The weighted Jacobi iteration uses a parameter ${\displaystyle \omega }$ to compute the iteration as

${\displaystyle \mathbf {x} ^{(k+1)}=\omega D^{-1}(\mathbf {b} -(L+U)\mathbf {x} ^{(k)})+\left(1-\omega \right)\mathbf {x} ^{(k)}}$

with ${\displaystyle \omega =2/3}$ being the usual choice.[1]

### Convergence in the symmetric positive definite case

In case that the system matrix ${\displaystyle A}$ is of symmetric positive-definite type one can show convergence.

Let ${\displaystyle C=C_{\omega }=I-\omega D^{-1}A}$ be the iteration matrix.
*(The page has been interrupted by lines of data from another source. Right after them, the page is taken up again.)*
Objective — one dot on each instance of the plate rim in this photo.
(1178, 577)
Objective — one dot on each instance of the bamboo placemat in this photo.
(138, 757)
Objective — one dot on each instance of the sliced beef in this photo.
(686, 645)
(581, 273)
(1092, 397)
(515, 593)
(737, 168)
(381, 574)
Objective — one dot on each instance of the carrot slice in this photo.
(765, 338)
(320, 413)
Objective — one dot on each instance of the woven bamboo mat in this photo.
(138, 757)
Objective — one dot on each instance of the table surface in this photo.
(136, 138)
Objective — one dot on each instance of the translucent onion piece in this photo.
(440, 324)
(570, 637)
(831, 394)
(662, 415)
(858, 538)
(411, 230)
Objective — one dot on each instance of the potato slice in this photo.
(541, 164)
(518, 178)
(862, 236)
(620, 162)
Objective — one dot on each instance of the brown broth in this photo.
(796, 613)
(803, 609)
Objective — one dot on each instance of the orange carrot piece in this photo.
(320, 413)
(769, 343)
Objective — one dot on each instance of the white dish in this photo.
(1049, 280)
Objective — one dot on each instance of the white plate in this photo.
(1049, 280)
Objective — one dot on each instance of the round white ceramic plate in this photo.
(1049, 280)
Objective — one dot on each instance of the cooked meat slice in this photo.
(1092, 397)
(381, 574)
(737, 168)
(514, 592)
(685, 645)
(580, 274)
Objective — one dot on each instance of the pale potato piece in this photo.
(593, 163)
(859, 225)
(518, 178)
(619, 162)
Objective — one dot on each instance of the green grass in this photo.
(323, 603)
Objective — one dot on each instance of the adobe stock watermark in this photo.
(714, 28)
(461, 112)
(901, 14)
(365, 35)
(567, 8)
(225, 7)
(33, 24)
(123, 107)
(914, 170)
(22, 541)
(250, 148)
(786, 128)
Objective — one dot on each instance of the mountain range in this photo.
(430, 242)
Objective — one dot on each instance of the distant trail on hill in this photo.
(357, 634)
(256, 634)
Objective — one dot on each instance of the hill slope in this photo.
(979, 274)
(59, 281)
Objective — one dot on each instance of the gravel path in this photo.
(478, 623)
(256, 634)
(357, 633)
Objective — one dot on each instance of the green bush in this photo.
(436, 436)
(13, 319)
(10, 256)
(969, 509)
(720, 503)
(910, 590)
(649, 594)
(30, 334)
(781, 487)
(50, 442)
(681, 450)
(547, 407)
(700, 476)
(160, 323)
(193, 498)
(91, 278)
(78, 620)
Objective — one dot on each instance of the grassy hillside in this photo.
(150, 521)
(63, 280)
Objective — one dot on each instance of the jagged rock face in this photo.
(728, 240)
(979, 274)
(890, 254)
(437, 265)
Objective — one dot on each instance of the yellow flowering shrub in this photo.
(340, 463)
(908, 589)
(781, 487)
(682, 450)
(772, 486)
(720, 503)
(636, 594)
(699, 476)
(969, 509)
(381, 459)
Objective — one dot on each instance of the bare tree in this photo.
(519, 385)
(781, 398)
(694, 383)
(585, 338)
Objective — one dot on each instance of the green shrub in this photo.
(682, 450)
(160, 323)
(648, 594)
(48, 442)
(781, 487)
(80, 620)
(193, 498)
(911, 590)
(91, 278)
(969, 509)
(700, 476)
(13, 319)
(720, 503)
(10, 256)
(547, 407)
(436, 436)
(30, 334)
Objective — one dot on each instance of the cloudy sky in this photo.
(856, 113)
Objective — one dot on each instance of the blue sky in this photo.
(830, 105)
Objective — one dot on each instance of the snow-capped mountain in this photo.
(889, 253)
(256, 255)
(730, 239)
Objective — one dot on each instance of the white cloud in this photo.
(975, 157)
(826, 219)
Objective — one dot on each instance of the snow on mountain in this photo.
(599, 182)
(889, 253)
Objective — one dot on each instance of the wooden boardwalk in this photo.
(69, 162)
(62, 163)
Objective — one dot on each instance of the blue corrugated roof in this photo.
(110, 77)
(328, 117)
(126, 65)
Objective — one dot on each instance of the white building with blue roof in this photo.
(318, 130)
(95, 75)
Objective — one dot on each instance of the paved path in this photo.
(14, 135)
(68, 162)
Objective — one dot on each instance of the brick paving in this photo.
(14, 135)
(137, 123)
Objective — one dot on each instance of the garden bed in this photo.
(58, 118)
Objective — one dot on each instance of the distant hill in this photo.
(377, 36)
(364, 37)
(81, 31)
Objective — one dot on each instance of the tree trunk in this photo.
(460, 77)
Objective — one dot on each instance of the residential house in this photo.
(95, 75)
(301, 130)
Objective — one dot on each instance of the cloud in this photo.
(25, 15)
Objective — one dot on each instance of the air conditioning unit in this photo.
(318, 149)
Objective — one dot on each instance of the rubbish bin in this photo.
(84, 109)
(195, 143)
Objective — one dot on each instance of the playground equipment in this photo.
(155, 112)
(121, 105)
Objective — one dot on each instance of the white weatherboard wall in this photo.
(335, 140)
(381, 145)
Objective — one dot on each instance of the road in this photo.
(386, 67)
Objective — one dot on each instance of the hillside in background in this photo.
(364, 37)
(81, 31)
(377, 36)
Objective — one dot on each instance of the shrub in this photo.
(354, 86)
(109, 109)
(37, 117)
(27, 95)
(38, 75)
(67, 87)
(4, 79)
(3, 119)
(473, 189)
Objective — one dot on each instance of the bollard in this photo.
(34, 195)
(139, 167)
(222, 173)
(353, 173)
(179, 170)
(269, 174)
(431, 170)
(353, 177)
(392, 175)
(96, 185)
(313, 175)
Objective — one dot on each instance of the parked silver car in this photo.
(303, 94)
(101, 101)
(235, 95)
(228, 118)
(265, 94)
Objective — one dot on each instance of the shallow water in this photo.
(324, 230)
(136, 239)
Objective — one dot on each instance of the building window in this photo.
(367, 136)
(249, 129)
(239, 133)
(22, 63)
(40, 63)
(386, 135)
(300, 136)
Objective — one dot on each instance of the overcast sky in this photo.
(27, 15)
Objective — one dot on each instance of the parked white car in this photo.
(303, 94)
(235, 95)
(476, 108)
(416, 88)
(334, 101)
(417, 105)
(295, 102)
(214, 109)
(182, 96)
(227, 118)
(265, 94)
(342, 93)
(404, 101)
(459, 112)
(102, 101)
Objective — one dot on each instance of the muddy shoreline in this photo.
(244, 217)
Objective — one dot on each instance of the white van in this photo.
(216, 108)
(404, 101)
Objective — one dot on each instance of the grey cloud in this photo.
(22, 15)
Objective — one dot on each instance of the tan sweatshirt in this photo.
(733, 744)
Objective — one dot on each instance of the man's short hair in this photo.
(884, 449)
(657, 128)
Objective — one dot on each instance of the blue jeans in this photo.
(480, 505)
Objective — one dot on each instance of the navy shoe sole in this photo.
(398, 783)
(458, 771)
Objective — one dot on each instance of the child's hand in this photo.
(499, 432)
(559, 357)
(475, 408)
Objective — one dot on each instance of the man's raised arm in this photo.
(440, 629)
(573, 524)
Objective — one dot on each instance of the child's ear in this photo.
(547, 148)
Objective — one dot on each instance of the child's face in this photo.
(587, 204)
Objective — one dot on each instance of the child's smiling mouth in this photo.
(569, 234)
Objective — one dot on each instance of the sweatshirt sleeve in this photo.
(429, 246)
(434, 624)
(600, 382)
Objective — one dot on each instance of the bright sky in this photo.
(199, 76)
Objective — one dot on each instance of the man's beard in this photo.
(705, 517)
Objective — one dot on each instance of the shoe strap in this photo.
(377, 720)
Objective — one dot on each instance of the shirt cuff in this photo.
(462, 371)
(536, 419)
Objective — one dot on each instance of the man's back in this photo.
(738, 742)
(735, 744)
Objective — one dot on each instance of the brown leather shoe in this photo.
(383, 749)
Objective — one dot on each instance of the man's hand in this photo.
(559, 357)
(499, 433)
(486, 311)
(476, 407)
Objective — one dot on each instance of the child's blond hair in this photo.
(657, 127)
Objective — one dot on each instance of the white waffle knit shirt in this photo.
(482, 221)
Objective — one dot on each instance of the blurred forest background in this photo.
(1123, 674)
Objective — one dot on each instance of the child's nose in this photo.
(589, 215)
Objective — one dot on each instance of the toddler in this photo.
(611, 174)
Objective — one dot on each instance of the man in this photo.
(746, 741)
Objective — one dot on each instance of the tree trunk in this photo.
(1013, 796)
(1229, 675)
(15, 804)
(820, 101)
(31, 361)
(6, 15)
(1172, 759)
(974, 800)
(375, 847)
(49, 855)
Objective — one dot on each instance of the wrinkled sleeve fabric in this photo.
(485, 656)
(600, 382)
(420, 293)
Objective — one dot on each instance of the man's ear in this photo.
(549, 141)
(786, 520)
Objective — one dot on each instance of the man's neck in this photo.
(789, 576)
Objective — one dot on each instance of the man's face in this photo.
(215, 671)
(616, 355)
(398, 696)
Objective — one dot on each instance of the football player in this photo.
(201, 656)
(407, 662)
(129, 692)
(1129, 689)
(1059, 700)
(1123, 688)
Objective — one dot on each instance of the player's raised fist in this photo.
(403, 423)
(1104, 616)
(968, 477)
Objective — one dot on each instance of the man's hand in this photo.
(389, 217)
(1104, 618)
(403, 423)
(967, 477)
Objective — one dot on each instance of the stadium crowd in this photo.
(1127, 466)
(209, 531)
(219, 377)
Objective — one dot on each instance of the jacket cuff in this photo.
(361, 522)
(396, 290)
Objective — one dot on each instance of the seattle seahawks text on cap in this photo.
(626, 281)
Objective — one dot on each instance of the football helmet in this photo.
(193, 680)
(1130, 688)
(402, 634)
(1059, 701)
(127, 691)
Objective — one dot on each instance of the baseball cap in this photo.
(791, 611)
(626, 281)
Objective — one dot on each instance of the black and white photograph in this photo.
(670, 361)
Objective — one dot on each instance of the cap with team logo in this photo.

Then, convergence is guaranteed for

${\displaystyle \rho (C_{\omega })<1\quad \Longleftrightarrow \quad 0<\omega <{\frac {2}{\lambda _{\text{max}}(D^{-1}A)}}\,,}$

where ${\displaystyle \lambda _{\text{max}}}$ is the maximal eigenvalue.

The spectral radius can be minimized for a particular choice of ${\displaystyle \omega =\omega _{\text{opt}}}$ as follows

${\displaystyle \min _{\omega }\rho (C_{\omega })=\rho (C_{\omega _{\text{opt}}})=1-{\frac {2}{\kappa (D^{-1}A)+1}}\quad {\text{for}}\quad \omega _{\text{opt}}:={\frac {2}{\lambda _{\text{min}}(D^{-1}A)+\lambda _{\text{max}}(D^{-1}A)}}\,,}$

where ${\displaystyle \kappa }$ is the matrix condition number.